Vancouver, it seems, has a knack for incorporating the undesirable into the accepted norm of everyday life. There are months of rain, an out of control homeless situation, and an undeniably poor public transit system, but the city forever saves face with its stunning mountain views and seagulls at the quay.

It’s for this reason I felt that the effects of September’s economic tsunami would have less obvious signs of impact here.

This past September, Vancouver saw a 42% drop in home sales. That’s fundamental for any city, but it’s an especially bold underscoring of the end of an era in Vancouver.

Throughout the past five years, Vancouver housing prices have thundered on in anticipation of the upcoming 2010 Olympic Winter Games. Now, with the global economy in its current state, confidences waver.

Add to this the fact that the Olympic games are to cost taxpayers an estimated $2.5 billion in lieu of the original declaration of $600 million, and things begin to look as though Vancouver is facing its very own financial problems.

Still, there’s only one way to find out for certain. I decide to view the busiest district of Vancouver – its downtown – on foot looking for anything and everything. First it’s Robson Street, a lengthy strip of shops, buskers and restaurants.

This is Vancouver’s beauty belt, one in which Vancouverites and tourists alike have always poured great gobs of cash into.

Two blocks into my walk, for lease signs begin popping up in gutted storefront windows. By the time I’ve walked the length of Robson, no fewer than ten of these signs have created an ugly gap toothed grin along Vancouver’s favourite street.

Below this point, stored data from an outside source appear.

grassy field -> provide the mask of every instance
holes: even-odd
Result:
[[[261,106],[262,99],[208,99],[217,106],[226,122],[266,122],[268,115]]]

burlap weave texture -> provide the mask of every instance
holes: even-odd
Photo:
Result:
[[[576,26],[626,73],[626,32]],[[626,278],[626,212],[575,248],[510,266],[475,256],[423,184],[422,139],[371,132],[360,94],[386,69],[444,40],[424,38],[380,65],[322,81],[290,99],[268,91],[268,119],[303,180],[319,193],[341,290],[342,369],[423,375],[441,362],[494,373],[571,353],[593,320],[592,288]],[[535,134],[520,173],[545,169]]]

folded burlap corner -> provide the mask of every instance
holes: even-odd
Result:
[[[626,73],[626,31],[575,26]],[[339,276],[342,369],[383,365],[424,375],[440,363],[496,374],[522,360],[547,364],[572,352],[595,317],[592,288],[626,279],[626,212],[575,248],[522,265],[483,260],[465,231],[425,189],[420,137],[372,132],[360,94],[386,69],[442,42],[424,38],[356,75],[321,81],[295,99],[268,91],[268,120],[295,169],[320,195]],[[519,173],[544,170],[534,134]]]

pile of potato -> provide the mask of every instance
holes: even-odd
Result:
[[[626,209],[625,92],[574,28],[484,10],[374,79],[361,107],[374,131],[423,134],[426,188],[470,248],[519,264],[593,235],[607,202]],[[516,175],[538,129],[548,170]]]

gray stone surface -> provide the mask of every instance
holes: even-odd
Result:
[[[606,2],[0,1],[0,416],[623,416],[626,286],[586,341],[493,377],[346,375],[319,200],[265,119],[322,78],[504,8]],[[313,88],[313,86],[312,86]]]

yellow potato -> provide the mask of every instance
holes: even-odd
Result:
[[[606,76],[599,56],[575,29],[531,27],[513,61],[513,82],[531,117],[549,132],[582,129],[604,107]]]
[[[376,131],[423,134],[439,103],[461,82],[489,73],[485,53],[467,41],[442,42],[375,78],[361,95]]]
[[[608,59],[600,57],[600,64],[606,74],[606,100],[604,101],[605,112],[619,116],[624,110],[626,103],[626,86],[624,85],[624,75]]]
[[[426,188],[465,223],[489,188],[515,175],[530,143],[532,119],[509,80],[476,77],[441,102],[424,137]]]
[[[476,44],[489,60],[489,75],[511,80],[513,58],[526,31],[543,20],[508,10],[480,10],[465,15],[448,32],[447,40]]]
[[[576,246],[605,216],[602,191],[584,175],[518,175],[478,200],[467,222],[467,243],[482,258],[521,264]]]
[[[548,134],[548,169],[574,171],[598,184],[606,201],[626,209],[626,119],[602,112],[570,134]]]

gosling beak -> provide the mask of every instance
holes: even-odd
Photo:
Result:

Next I head to Gastown, Vancouver’s oldest neighbourhood. Here I really don’t see many signs of a city facing an economic crisis. The tourist shops are still crammed with tacky souvenirs. Japanese and Korean tourists hurry by, shopping bags in hand, cameras hanging faithfully from their necks.

I follow them to the steam clock where other tourists are poised with their cameras for the famous whistle that takes place quarter hourly. Standing there amongst this eager crowd, I can’t help but feel a renewed confidence. I head off with the sounds of the steam clock’s tune behind me.

Onward into Yaletown, a converted old warehouse district that now houses high-end condos, shops and restaurants. This is Vancouver’s denizen of comfort and financial security: Ugg-booted, yoga pant wearing moms push tandem strollers, gabbing on their mobile phones as they glide by.

The sounds of construction seem to be everywhere – a direct contradiction to the ten for lease signs I count in a matter of blocks.

Things go from bad to worse when I spot the Vancouver Condo Centre building, its windows plastered with for lease signs. I walk on, stopping at the corner where construction of a luxury apartment complex looks to be all but stalled.

The sign at the base of the lot proclaims the complex to be “Yaletown’s Last Opportunity”. I wonder if this “last opportunity” actually rests more firmly with the seller than any prospective buyers.

It’s getting late and the daylight begins to drain away. I decide to head for home. My mind buzzes with unanswered questions as I walk: are we suffering? Or is it business as usual in Vancouver? Are things just slow or are they slowly grinding to a halt?

I pass a homeless man, his arms raised in exaltation to the sky, mumbling frantically to himself. Whatever he knows, he’s certainly not telling.

Vancouver’s lips are sealed, forever doing its best to save face. I continue on, passing a hipster guy sporting an Obama shirt that declares, “Black is the New President.”

It’s been less than 24-hours since the first black president in the history of the United States was elected and already there is evidence of his presence here. I consider this: maybe it isn’t all a matter of hiding the bad with the good.

Maybe Vancouver knows that the bad is fleeting and that the good, no matter how premature, deserves our immediate attention. Maybe Vancouver understands a thing or two about the importance of hope, chiefly that in ways both metaphorical and literal the sun will come out sooner or later, and dry up all the rain.

With this in mind, my eyes drift toward the mountains on the horizon. The seagulls are busy squawking and circling the bay. All we can do is hope, but just between you and me, I think there’s a sea change coming.